Rather than building on an area served by transit, Golden State ended up settling on the Mission Bay area. Which is just close enough to existing facilities to seem reasonable, but does indeed require a fair amount of system expansion. So Muni is working to expand the existing stop (which is essentially a raised concrete platform as shown at the top of this article) at the cost of around $33 million, but there’s more:

...Muni has to realign the tracks that serve the stop, and that will require modifying nearby streets. All of which will add $18 million to the bill.

That’s $51 million, or about $160,000 per foot of platform.

But wait — that’s not all. Muni will spend an additional $11 million for new Metro cars, bringing the total cost of setting up light-rail service to the arena to $62 million.

Now, obviously the Warriors aren’t in charge of construction, but what they have done is structure their deal so that they don’t have to cover any of this.

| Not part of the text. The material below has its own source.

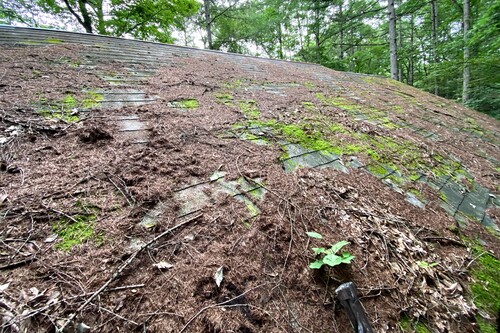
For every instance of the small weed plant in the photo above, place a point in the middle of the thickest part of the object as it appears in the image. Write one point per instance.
(329, 256)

Traffic mitigation measures that didn’t go far enough

In the most basic terms, the project impact review process works like this: the impact report summarizes the identified impacts, all of which are categorized as “significant” or not. Then the project proponent (i.e. the developer) must include mitigation measures - policies, procedures, and investments designed to reduce or remove these identified impacts “to the maximum extent feasible.”

The Chase Arena lawsuit brought up traffic, but I could never tell if this specific issue was one of their points. In the planning world, “deferred mitigation” is a catch-all phrase used to describe measures that are proposed at a later date, and it is one of the ways that opponents often challenge a project’s impacts.

At the arena, traffic is going to be an absolute nightmare. Just ask anyone that has lived, worked or traveled through the arena area — it already sucks and adding in another 20,000 or so people is going to make it even worse.

Normally, project proponents would have to provide mitigation if there is a “reasonable nexus” between the project and the identified impact. But you can imagine that for a project on the scale of Chase arena the costs begin to quickly spiral

To get around this, there are a number of improvements proposed - from an expanded underground subway line, to additional transit capacity (such as the one we are discussing here). Normally, a project applicant would pay for most of this, but the Warriors got away with a “transit fund” that will eventually serve as a coffer for various transit improvements in the arena area.

The only issue? They aren’t using their own money. Instead Golden State managed to put this on fans, proposing a ticketing fee that will be charged to all attendees at Chase arena.

And guess what? That fund doesn’t start accruing money until us fans start seeing Warriors games in San Francisco and paying our money into it. Until then, the transit fund is empty. Leaving Muni and the City of San Francisco scrambling to cover the ballooning construction costs.

While Muni and the City of San Francisco were planning on expanding their systems anyways, the arena development is putting pressure to add capacity faster than normal. Depending on who you ask, the Warriors were either very smart, or very devious in getting this deferred mitigation accepted.

While they will continue to wage a broad-spectrum PR battle, I just hope that we fans and local citizens understand exactly what Joe Lacob means when he talks about his “privately financed” stadium.